Why am I doing this?
1. Specificity breeds commitment. It’s hard to be committed to achieving a generality. “I want to lose weight.” Sure, doesn’t almost everyone? Compare to: “I want to be 10 pounds lighter in 45 days.” It’s a SMART goal: specific, measurable, achievable, realistic and time-bound. Once I voice that want or intention, I actually am committed to it. Something happens in my brain and heart where it becomes a goal I am motivated to achieve.
2. Specificity allows others to help me. If I say I can do almost anything, that is not helpful to people who want to help me find work. Their next question is usually “but what do you WANT to do?” People need specificity for their brains and mental rolodexes or contact pages to come alive and start spitting out ideas and connections. So if I say instead “I can do almost anything in fundraising” or “I can write just about any marketing piece you need written,” there is enough specificity for people to start thinking “who do I know in fundraising, or what do I need written, or do I know anyone who needs something written?”
Even better: “I love to write persuasive materials for organizations with a great mission and low visibility, to invite people to be part of making a big difference in our community.”
Or “I love to solve space challenges for companies with big ideas and limited budgets, and make their spaces reflect their brand image and strategic thinking.”
Or “I love to help organizations grow to the next level, through identifying new markets, creating sustainable internal systems, and making the most of opportunities.”

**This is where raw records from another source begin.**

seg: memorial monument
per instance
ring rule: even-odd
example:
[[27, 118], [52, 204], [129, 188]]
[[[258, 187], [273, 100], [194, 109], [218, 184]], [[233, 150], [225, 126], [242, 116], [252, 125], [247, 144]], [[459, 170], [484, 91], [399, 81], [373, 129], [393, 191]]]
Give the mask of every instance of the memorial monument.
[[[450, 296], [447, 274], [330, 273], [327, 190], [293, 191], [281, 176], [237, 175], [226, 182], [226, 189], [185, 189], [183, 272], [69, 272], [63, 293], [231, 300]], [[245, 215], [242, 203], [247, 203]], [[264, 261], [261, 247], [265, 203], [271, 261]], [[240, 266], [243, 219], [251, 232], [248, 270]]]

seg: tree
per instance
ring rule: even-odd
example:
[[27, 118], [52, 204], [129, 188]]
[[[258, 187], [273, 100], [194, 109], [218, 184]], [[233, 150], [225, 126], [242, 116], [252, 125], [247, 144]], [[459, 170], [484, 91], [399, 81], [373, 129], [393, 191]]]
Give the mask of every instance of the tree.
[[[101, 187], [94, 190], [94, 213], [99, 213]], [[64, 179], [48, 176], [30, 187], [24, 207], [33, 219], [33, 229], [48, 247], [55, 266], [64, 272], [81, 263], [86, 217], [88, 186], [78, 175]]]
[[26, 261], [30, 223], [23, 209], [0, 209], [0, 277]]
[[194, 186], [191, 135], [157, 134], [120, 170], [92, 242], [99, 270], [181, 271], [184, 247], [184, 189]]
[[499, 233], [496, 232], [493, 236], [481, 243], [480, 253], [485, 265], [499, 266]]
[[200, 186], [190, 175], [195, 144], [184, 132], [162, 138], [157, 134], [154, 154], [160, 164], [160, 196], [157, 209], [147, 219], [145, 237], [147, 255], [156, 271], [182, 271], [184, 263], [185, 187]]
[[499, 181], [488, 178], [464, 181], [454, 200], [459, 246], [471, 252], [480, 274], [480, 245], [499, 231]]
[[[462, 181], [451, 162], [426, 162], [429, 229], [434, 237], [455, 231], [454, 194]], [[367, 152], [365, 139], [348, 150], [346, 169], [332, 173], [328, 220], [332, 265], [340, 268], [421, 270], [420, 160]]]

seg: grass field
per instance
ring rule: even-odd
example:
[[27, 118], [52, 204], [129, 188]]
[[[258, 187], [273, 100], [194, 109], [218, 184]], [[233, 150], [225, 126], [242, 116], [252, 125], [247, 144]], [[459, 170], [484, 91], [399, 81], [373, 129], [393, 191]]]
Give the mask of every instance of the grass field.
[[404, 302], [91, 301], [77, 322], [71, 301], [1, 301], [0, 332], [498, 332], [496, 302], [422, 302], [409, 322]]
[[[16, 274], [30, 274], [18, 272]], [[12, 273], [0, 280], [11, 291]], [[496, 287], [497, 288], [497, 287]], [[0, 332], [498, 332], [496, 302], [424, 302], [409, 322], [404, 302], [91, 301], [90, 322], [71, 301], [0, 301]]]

That last one is still a work in progress, but it’s directionally correct.
Another one that is definitely still muddy but headed in the right direction is this one:
“I love to solve big operational challenges for companies in transition or crisis or facing significant market changes, through reengineering processes and people to turn things around and achieve big results.”
3. Specificity breeds serendipity. Once you’re specific, amazing odd things and opportunities will start to appear. Paul Coehlo said “When you want something, all the universe conspires in helping you to achieve it.” It doesn’t mean you won’t have doubt or fear or anxiety about whether you’ll achieve the goal. And that’s fine. As psychologist Rollo May said, “Commitment is healthiest when it is not without doubt but in spite of doubt.”

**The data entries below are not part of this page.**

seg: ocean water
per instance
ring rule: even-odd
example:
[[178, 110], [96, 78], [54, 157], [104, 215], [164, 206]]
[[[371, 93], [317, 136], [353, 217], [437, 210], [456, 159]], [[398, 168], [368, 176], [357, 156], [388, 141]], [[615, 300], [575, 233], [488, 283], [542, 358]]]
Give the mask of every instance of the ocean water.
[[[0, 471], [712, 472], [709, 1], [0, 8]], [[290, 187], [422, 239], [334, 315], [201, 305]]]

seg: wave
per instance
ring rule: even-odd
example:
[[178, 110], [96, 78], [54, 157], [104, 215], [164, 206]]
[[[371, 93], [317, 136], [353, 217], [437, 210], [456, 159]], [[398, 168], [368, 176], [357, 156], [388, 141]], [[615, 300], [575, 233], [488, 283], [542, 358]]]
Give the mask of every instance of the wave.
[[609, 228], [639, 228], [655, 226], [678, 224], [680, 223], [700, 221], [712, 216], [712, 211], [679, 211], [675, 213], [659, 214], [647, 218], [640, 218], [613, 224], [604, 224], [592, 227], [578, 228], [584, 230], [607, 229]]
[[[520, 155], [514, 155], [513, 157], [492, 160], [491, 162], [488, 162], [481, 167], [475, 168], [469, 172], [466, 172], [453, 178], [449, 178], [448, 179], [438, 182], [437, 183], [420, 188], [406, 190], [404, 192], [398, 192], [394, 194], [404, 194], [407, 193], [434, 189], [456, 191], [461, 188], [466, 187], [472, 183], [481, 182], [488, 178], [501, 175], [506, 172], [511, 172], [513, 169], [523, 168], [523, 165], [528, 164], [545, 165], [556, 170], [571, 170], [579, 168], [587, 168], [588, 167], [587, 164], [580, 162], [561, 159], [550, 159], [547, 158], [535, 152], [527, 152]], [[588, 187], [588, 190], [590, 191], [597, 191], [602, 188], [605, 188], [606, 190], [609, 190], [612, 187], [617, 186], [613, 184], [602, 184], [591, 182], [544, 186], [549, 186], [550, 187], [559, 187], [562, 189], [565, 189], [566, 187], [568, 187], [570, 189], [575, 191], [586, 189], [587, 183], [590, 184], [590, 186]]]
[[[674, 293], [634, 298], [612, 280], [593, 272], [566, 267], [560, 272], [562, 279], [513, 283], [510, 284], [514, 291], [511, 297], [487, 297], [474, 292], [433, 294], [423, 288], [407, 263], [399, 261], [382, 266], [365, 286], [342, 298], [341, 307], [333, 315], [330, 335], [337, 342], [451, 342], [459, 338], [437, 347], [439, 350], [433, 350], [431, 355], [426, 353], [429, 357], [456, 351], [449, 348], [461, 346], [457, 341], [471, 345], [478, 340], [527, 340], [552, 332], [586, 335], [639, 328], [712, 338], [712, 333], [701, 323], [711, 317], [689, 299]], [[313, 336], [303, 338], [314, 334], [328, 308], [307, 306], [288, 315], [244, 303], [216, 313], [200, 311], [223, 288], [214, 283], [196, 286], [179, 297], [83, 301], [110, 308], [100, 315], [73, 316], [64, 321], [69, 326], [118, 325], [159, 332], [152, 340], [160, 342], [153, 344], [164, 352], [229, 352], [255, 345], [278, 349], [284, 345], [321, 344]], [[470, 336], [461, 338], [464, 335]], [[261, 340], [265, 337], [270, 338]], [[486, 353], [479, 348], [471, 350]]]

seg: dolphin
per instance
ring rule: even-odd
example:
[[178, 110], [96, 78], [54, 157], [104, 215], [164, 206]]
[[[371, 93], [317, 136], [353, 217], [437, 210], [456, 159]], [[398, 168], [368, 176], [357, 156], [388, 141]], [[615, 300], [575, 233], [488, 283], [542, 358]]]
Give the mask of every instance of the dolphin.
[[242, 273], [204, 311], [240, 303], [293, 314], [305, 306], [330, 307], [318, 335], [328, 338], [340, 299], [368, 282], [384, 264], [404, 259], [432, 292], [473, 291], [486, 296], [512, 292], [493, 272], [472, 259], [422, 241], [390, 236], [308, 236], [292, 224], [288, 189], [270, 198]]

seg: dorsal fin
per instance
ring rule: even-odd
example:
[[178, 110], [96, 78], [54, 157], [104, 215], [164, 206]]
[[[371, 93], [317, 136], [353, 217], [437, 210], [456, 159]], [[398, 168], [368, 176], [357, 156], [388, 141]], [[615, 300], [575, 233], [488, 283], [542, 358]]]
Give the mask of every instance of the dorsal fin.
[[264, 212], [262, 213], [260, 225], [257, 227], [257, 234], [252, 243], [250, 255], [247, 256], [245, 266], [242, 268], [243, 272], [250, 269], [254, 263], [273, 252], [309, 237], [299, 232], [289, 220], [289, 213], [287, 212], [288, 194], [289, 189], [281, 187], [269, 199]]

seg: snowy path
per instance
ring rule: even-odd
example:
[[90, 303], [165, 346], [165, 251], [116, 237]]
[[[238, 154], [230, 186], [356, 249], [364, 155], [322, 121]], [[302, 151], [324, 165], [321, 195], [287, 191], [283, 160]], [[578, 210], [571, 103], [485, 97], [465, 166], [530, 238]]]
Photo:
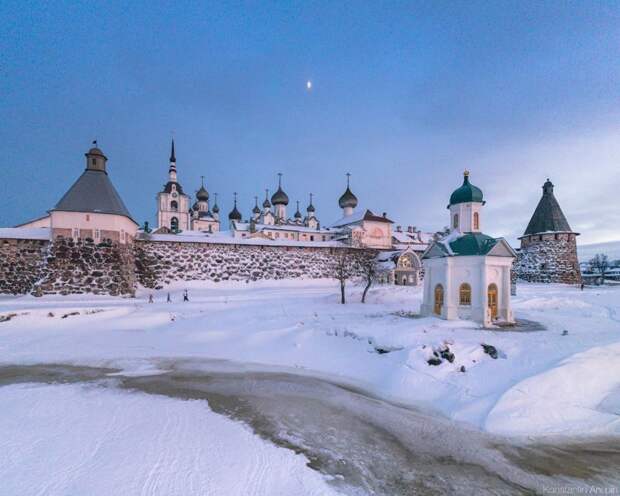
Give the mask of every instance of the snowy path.
[[331, 382], [201, 365], [169, 361], [165, 374], [136, 377], [0, 367], [3, 494], [477, 496], [620, 484], [614, 440], [506, 443]]
[[[186, 286], [190, 303], [180, 301]], [[620, 433], [618, 413], [609, 407], [620, 391], [618, 287], [520, 284], [515, 313], [546, 326], [540, 332], [411, 318], [421, 288], [373, 288], [366, 305], [359, 303], [360, 288], [339, 305], [330, 281], [188, 283], [170, 292], [174, 303], [166, 304], [162, 291], [153, 305], [147, 292], [136, 299], [1, 297], [0, 315], [18, 315], [0, 323], [0, 362], [143, 374], [165, 358], [226, 359], [248, 369], [337, 378], [504, 434]], [[79, 315], [62, 318], [73, 312]], [[485, 354], [481, 343], [495, 346], [499, 358]], [[433, 348], [445, 344], [454, 363], [429, 366]], [[588, 385], [590, 376], [600, 376], [597, 387]]]

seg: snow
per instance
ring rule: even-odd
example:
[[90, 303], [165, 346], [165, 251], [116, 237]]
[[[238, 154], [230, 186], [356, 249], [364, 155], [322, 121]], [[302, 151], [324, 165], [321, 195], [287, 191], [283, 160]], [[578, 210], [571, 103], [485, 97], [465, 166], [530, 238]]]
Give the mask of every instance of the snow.
[[[201, 233], [204, 234], [204, 233]], [[261, 246], [296, 246], [300, 248], [316, 248], [343, 247], [342, 243], [337, 241], [295, 241], [287, 239], [268, 239], [263, 237], [257, 238], [234, 238], [227, 233], [199, 236], [196, 234], [150, 234], [146, 237], [149, 241], [174, 241], [185, 243], [213, 243], [221, 245], [261, 245]]]
[[[327, 280], [177, 283], [153, 292], [154, 304], [148, 290], [135, 299], [4, 296], [0, 315], [17, 315], [0, 322], [0, 362], [140, 375], [170, 358], [226, 359], [337, 380], [494, 433], [620, 434], [620, 287], [519, 284], [515, 316], [546, 327], [531, 331], [419, 318], [421, 287], [375, 286], [364, 305], [362, 289], [349, 286], [346, 305]], [[428, 365], [445, 345], [454, 362]]]
[[335, 494], [303, 455], [204, 401], [19, 384], [0, 405], [3, 495]]
[[577, 245], [579, 261], [587, 262], [599, 253], [604, 253], [609, 260], [620, 260], [620, 241], [608, 241], [607, 243], [595, 243], [590, 245]]
[[50, 239], [49, 227], [0, 227], [0, 239]]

Yesterday, Nancy and I were talking about her desire to work in a specific kind of organization in a specific NYC neighborhood. Because it might be difficult for her to immediately get such a position, we talked about interim steps. One possibility was for her to look for a position similar to her current one in her target neighborhood. Then we went on to a job search site, and there was a posting for EXACTLY that kind of job. Obviously, she will apply for the job and network her way into getting an interview. It was just an amazing true story of how specificity can attract the exact thing you want.
Sarah’s story is another such example. She was very specific about the kind of job she wanted. Friends and her husband worried that she was TOO specific and would lock herself out of other positions. The thing is, she knew what she wanted. If she didn’t find that, she could always expand her search. Why not try for exactly what she wanted first, however? The outcome of that story is that she found exactly what she wanted and got the position.
I hope these examples inspire you to identify exactly what you love to work on, what challenges excite you, what problems you love to solve. And when you find such an opportunity, allow your passion to flow through you into your cover letter.